By Alexandra Shaw, Michelle Winowatan, Andrew Young, and Stefaan Verhulst

The Living Library Index – inspired by the Harper’s Index – provides important statistics and highlights global trends in governance innovation. This installment focuses on open data and was originally published in 2018.

Value and Impact

  • The projected year at which all 28+ EU member countries will have a fully operating open data portal: 2020

  • Between 2016 and 2020, the market size of open data in Europe is expected to increase by 36.9%, and reach this value by 2020: EUR 75.7 billion

Public Views on and Use of Open Government Data

  • Number of Americans who do not trust the federal government or social media sites to protect their data: Approximately 50%

  • Key findings from The Economist Intelligence Unit report on Open Government Data Demand:

    • Percentage of respondents who say the key reason why governments open up their data is to create greater trust between the government and citizens: 70%

    • Percentage of respondents who say OGD plays an important role in improving lives of citizens: 78%

    • Percentage of respondents who say OGD helps with daily decision making especially for transportation, education, environment: 53%

    • Percentage of respondents who cite lack of awareness about OGD and its potential use and benefits as the greatest barrier to usage: 50%

    • Percentage of respondents who say they lack access to usable and relevant data: 31%

    • Percentage of respondents who think they don’t have sufficient technical skills to use open government data: 25%

    • Percentage of respondents who feel the number of OGD apps available is insufficient, indicating an opportunity for app developers: 20%

    • Percentage of respondents who say OGD has the potential to generate economic value and new business opportunity: 61%

    • Percentage of respondents who say they don’t trust governments to keep data safe, protected, and anonymized: 19%

Efforts and Involvement

  • Time that’s passed since open government advocates convened to create a set of principles for open government data – the instance that started the open data government movement: 10 years

  • Countries participating in the Open Government Partnership today: 79 OGP participating countries and 20 subnational governments

  • Percentage of “open data readiness” in Europe according to European Data Portal: 72%

    • Open data readiness consists of four indicators which are presence of policy, national coordination, licensing norms, and use of data.

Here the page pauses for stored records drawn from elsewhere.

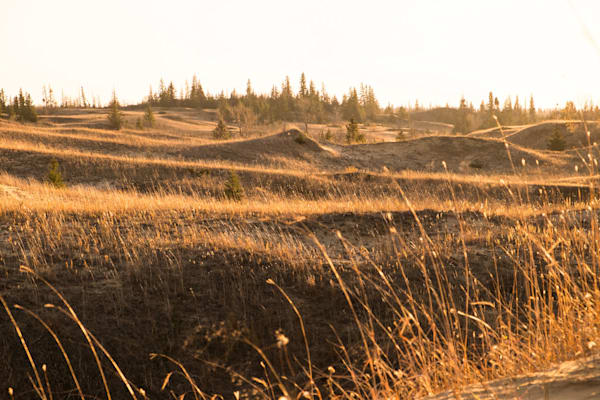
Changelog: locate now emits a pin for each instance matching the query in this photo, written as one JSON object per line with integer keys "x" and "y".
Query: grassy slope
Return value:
{"x": 154, "y": 260}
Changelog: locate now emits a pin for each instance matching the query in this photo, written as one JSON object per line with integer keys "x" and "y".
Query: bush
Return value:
{"x": 352, "y": 133}
{"x": 557, "y": 141}
{"x": 54, "y": 175}
{"x": 301, "y": 138}
{"x": 233, "y": 187}
{"x": 476, "y": 164}
{"x": 221, "y": 131}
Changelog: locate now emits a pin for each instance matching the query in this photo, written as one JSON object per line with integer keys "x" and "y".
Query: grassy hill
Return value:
{"x": 387, "y": 269}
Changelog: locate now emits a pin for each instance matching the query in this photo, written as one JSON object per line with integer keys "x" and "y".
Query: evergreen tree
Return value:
{"x": 233, "y": 187}
{"x": 149, "y": 116}
{"x": 29, "y": 113}
{"x": 3, "y": 102}
{"x": 54, "y": 175}
{"x": 115, "y": 117}
{"x": 462, "y": 124}
{"x": 352, "y": 133}
{"x": 303, "y": 90}
{"x": 532, "y": 112}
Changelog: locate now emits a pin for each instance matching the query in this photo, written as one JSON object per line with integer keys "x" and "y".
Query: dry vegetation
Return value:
{"x": 387, "y": 270}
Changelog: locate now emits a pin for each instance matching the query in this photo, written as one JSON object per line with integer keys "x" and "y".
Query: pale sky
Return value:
{"x": 433, "y": 51}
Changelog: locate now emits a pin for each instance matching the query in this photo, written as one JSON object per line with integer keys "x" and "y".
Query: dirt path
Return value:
{"x": 573, "y": 380}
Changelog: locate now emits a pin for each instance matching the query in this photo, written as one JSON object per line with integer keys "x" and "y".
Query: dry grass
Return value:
{"x": 320, "y": 284}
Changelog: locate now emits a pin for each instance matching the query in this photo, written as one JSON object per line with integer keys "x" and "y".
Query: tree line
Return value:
{"x": 308, "y": 105}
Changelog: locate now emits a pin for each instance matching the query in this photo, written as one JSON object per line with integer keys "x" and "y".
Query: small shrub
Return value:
{"x": 54, "y": 175}
{"x": 476, "y": 164}
{"x": 557, "y": 141}
{"x": 233, "y": 187}
{"x": 221, "y": 131}
{"x": 352, "y": 133}
{"x": 301, "y": 138}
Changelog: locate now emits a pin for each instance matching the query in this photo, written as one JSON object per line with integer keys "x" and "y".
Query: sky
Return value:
{"x": 433, "y": 51}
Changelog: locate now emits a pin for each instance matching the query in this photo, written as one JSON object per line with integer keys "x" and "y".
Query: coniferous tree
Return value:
{"x": 303, "y": 90}
{"x": 115, "y": 117}
{"x": 352, "y": 133}
{"x": 149, "y": 116}
{"x": 2, "y": 102}
{"x": 532, "y": 112}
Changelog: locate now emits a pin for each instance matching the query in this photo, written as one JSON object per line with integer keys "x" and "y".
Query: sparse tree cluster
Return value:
{"x": 308, "y": 105}
{"x": 115, "y": 116}
{"x": 21, "y": 108}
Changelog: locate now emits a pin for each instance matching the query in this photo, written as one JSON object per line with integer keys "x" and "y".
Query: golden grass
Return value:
{"x": 426, "y": 290}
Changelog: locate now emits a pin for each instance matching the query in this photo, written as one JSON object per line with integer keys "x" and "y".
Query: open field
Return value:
{"x": 381, "y": 270}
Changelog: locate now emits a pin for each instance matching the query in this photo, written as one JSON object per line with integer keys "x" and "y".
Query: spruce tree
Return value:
{"x": 115, "y": 117}
{"x": 149, "y": 116}
{"x": 352, "y": 133}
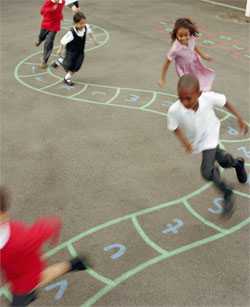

  • Number of U.S. cities with Open Data portals: 27

  • Number of governments who have adopted the International Open Data Charter: 62

  • Number of non-state organizations endorsing the International Open Data Charter: 57

  • Number of countries analyzed by the Open Data Index: 94

  • Number of Latin American countries that do not have open data portals as of 2017: 4 total – Belize, Guatemala, Honduras and Nicaragua

  • Number of cities participating in the Open Data Census: 39

Demand for Open Data

  • Open data demand measured by frequency of open government data use according to The Economist Intelligence Unit report:

    • Australia

      • Monthly: 15% of respondents

      • Quarterly: 22% of respondents

      • Annually: 10% of respondents

    • Finland

      • Monthly: 28% of respondents

      • Quarterly: 18% of respondents

      • Annually: 20% of respondents

    •  France

      • Monthly: 27% of respondents

      • Quarterly: 17% of respondents

      • Annually: 19% of respondents

        •  
    • India

      • Monthly: 29% of respondents

      • Quarterly: 20% of respondents

      • Annually: 10% of respondents

    • Singapore

      • Monthly: 28% of respondents

      • Quarterly: 15% of respondents

      • Annually: 17% of respondents 

    • UK

      • Monthly: 23% of respondents

      • Quarterly: 21% of respondents

      • Annually: 15% of respondents

    • US

      • Monthly: 16% of respondents

      • Quarterly: 15% of respondents

      • Annually: 20% of respondents

  • Number of FOIA requests received in the US for fiscal year 2017: 818,271

  • Number of FOIA request processed in the US for fiscal year 2017: 823,222

  • Distribution of FOIA requests in 2017 among top 5 agencies with highest number of request:

    • DHS: 45%

    • DOJ: 10%

    • NARA: 7%

    • DOD: 7%

    • HHS: 4%

Examining Datasets

  • Country with highest index score according to ODB Leaders Edition: Canada (76 out of 100)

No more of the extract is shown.